Philippines corrects course to meet global seafarer training standards

Philippines corrects course to meet global seafarer training standards
Filipino seafarers shows thumb up sign during the inaguarion of Seafarer center in Manila, 22 December 2006. Filippino seamen work on ships all over the world and the money they send back home is a major source of foreign exchnage in thie poverty-stricken country. AFP PHOTO/JOEL NITO

MANILA, Philippines — The Philippines said it has taken "corrective actions" after independent evaluators cited 15 areas of noncompliance to the International Convention on Standards of Training, Certification and Watchkeeping for Seafarers (STCW Convention), along with 63 "observations."

This is aside from the 23 grievances the Philippines had after an audit by the European Maritime Safety Agency, which checks compliance with standards of the European Union.
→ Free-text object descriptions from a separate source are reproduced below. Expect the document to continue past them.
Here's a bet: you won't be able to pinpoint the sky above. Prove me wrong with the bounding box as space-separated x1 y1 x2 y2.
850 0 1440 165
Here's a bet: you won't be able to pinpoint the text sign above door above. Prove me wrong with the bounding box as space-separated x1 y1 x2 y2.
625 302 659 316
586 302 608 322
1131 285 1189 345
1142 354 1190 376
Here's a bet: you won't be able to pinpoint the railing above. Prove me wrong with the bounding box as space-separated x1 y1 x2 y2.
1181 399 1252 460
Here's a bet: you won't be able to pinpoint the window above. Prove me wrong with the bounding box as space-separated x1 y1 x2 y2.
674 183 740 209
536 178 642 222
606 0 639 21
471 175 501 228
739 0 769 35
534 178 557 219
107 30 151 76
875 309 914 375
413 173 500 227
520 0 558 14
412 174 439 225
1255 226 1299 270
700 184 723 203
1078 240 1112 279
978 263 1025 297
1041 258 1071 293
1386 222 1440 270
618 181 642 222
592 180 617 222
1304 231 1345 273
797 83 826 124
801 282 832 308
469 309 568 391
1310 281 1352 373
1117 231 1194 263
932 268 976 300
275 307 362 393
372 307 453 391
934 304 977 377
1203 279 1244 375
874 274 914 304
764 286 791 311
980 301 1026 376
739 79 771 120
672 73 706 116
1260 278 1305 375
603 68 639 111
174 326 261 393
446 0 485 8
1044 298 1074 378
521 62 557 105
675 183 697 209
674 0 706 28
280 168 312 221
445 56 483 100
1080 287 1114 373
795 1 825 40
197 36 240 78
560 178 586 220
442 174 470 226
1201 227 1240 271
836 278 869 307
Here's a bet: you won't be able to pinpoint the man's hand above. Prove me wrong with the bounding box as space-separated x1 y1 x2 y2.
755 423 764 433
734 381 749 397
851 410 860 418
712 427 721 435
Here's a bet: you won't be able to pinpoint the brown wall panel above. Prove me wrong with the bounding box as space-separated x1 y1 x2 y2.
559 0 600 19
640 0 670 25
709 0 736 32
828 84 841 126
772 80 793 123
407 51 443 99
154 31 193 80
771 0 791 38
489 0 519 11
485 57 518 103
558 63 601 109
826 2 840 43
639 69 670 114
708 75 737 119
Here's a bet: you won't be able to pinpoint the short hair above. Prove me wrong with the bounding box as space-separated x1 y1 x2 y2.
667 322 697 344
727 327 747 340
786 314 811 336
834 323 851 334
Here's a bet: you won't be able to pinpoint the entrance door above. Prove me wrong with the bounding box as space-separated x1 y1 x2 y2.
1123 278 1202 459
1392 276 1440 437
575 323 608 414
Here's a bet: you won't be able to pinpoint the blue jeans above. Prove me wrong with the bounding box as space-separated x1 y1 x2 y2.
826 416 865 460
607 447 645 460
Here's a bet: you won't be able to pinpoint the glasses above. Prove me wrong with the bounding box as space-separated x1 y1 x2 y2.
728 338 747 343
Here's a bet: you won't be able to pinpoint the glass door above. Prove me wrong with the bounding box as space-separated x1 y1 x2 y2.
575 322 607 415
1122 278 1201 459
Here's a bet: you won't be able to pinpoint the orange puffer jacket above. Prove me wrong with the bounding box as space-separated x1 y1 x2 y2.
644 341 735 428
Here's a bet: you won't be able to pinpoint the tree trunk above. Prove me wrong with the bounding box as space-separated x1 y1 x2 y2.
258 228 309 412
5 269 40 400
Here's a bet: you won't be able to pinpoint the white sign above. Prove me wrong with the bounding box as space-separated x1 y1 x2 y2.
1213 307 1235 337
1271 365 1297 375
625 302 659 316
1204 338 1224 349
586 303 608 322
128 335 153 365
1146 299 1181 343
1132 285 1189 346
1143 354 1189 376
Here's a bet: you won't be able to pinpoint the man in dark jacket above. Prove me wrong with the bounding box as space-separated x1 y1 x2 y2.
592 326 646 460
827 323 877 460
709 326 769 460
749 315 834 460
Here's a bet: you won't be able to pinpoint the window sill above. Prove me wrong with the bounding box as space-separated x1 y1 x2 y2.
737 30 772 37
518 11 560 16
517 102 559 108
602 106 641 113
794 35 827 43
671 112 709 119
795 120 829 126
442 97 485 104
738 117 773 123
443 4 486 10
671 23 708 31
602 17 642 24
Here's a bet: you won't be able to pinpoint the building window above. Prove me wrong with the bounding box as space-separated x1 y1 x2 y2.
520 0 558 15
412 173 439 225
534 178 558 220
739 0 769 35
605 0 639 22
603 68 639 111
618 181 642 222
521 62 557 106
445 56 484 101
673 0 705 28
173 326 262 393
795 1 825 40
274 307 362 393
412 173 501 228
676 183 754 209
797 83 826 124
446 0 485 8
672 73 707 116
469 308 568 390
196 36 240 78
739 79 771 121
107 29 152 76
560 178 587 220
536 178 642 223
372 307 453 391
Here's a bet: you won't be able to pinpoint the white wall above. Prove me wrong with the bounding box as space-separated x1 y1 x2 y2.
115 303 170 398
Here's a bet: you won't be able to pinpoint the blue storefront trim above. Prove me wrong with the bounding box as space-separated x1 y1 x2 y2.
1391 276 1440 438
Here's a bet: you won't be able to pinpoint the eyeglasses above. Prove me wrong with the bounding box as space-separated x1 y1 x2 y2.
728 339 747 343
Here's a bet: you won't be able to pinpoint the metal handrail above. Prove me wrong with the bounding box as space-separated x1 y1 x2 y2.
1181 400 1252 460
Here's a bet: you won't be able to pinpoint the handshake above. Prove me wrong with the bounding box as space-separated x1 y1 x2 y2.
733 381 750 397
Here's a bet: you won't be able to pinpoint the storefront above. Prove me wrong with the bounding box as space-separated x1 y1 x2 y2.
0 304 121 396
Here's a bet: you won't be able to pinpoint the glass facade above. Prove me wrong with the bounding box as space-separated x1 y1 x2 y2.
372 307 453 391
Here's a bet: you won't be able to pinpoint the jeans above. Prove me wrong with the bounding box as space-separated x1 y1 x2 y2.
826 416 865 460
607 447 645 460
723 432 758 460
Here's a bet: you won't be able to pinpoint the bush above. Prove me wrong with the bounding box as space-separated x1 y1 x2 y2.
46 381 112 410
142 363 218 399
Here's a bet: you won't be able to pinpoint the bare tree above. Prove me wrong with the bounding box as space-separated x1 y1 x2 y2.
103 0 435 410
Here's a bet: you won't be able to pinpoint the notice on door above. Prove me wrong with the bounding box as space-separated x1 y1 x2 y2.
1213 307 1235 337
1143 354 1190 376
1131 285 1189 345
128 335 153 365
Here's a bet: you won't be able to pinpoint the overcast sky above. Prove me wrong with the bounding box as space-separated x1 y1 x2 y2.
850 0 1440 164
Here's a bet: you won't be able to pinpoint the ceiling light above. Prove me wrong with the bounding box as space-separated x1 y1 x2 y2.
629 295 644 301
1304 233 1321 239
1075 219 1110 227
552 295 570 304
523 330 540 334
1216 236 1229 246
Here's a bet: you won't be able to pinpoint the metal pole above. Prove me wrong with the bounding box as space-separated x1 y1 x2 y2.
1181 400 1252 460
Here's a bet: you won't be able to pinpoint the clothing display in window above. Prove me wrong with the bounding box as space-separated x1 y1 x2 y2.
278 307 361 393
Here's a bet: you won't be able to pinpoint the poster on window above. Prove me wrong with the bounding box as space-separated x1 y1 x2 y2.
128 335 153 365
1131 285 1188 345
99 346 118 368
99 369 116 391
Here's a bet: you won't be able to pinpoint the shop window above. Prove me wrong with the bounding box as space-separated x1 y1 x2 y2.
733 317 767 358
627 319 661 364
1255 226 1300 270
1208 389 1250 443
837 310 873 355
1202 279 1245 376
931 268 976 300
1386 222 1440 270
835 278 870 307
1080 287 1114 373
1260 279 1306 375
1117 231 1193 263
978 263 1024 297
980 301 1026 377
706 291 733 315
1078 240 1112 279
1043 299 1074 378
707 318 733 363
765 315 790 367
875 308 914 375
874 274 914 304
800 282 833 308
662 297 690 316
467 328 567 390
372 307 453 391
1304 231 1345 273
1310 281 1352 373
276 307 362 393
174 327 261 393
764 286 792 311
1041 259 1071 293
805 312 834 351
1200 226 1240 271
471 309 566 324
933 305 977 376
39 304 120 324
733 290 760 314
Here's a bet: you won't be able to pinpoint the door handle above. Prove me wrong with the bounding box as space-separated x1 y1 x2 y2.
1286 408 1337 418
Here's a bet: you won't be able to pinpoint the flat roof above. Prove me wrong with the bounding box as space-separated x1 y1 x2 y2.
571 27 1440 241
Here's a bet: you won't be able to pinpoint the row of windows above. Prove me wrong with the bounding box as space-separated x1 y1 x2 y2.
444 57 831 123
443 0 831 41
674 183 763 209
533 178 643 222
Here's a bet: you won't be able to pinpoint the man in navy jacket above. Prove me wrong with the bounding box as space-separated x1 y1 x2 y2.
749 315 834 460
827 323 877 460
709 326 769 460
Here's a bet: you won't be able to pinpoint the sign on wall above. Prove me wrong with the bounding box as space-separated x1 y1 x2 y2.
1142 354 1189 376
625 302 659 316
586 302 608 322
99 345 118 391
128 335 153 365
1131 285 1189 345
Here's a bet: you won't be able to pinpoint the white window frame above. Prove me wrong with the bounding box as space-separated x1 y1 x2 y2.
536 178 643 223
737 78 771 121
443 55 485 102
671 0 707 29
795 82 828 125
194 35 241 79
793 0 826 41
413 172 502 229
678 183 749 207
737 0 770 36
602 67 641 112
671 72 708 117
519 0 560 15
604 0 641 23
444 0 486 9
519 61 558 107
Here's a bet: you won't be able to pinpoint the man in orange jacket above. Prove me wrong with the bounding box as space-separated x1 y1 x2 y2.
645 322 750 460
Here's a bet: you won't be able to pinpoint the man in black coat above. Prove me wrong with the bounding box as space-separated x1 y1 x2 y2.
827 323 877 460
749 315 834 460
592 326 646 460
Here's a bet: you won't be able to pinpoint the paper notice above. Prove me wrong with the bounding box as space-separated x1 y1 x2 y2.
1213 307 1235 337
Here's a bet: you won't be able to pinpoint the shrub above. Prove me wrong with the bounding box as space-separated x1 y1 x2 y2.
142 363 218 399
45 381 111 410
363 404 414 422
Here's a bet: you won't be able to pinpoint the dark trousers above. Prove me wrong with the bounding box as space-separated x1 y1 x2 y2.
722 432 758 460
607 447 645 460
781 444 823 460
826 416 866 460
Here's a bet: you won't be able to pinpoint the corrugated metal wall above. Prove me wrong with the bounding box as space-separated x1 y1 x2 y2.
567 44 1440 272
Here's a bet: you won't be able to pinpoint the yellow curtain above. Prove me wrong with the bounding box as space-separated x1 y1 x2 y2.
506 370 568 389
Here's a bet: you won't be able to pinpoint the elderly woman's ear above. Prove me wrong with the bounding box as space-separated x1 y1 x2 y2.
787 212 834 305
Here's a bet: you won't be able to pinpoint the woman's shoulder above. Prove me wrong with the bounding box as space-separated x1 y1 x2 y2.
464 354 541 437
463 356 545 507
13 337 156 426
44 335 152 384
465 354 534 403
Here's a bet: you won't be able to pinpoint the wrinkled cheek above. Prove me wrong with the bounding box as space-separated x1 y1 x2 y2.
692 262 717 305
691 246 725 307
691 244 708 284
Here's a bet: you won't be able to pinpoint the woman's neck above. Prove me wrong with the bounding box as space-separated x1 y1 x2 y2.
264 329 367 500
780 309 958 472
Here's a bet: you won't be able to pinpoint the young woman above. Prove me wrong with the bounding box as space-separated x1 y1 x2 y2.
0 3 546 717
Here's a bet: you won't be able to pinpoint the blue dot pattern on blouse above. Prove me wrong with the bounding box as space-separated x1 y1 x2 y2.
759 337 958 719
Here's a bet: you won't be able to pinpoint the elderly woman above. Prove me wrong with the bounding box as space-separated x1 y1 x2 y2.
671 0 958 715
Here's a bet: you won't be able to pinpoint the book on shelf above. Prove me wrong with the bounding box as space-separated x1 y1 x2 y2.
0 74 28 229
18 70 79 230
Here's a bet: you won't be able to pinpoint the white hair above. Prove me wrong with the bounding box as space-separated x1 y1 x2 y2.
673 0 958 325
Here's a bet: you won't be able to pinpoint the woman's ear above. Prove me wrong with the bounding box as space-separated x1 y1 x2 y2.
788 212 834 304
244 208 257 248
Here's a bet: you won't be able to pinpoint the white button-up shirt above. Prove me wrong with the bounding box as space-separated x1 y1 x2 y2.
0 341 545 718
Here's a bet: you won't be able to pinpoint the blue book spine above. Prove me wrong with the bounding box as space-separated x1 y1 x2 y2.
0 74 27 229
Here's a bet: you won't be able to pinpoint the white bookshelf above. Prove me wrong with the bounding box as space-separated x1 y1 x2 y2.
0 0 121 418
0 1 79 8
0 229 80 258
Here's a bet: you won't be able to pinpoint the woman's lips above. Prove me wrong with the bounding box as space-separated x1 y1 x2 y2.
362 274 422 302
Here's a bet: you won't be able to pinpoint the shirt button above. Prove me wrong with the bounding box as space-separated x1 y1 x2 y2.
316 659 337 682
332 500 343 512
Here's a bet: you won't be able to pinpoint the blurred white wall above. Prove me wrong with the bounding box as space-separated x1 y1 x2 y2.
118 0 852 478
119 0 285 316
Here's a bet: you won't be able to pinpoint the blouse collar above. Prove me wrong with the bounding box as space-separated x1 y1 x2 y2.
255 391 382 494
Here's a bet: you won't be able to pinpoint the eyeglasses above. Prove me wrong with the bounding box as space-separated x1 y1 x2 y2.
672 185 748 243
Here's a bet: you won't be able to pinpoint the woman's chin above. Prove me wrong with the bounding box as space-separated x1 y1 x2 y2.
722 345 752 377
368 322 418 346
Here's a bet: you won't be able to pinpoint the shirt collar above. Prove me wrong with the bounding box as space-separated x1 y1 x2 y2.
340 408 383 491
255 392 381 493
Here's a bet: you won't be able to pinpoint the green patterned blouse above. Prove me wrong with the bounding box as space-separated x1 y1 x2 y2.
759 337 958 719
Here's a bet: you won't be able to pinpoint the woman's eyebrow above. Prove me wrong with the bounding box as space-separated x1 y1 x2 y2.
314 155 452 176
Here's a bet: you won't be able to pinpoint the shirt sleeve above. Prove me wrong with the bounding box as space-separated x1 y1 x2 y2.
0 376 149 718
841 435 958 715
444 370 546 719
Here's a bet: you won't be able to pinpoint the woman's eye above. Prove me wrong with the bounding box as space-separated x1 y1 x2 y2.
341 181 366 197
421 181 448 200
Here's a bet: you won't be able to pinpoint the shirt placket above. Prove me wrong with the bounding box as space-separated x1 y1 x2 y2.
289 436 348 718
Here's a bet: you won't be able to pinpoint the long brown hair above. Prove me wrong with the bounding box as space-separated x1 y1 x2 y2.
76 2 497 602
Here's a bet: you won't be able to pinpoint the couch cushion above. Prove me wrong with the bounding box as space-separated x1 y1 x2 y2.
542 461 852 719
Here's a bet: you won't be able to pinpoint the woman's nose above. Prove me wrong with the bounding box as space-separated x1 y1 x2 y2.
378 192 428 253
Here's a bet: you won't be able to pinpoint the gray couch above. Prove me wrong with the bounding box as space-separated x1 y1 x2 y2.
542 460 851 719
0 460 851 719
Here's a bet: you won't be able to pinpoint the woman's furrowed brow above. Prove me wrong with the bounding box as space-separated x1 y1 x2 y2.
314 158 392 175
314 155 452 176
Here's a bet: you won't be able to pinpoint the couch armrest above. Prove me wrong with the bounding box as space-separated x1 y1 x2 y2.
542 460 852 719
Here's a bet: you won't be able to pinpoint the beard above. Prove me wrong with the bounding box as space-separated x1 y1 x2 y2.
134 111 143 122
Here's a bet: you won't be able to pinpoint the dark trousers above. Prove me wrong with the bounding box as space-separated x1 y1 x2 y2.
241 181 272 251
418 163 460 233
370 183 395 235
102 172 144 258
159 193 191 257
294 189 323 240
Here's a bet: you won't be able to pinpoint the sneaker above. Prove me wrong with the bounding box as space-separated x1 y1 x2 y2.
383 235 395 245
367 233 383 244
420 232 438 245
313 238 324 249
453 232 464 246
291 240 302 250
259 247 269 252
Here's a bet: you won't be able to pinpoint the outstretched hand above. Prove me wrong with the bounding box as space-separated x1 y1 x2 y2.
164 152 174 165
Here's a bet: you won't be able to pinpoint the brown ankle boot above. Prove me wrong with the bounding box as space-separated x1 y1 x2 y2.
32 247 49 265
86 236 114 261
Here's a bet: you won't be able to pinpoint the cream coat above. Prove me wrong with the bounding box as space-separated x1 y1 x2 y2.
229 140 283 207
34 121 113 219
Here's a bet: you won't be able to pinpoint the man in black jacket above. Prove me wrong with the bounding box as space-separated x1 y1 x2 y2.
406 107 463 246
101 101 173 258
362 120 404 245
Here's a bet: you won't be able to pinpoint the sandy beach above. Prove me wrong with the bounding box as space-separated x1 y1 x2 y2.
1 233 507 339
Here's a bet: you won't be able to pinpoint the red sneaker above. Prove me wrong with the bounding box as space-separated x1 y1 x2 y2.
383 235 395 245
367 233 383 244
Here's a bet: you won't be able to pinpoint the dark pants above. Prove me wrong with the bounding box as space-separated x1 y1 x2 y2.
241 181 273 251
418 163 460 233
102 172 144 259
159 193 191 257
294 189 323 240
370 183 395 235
According to Maritime Industry Authority Executive Director-in-charge Samuel Batalla, the Philipppines’ independent evaluation was conducted from March to April this year to "verify the country’s implementation of its quality standard systems" on top of checking on the country’s training and certification of seafarers.

Batalla said the Philippines was cited for its non-conformities in quality standards systems and implementation, the implementation of the 2010 Manila Amendments, and the implementation of education, training, and assessment standards.

"Within this month, Marina will be submitting a report on the corrective actions that have already been completed, including the corresponding documentary evidence so that will be the basis of independent evaluators in their evaluation this December to validate responses we will submit," Batalla said in mixed Filipino and English at the House Committee on Overseas Workers Affairs on Thursday,

Why is this important?

The independent evaluation is a requirement for parties part of the convention. Batalla said the independent evaluators will submit a verification report to the International Maritime Organization within six months.

This is crucial to the Philippines’ being listed under the "white list" of countries with seafarer employability as the IMO seeks to release a new list.

Should the Philippines be excluded from the list, this may impact the employment of over 600,000 Filipino seafarers around the world and subsequently, the global maritime industry. The UN Conference on Trade and Development had noted that the Philippines is the world’s top source of seafarers in 2021.

Marina also said "Philippine-flagged ships may be subjected to stringent port state inspections."

The Philippines last submitted reports in 2013 and 2017, but both were dismissed.

Batalla said the 2013 report failed to adapt amendments in the convention, while the 2017 report was considered incomplete. This makes the 2009 independent evaluation the country’s last report to the international body.

"Currently, the Philippines is still in the IMO list of STCW countries. However, we must successfully pass the independent evaluation to strengthen our compliance status," Batalla said.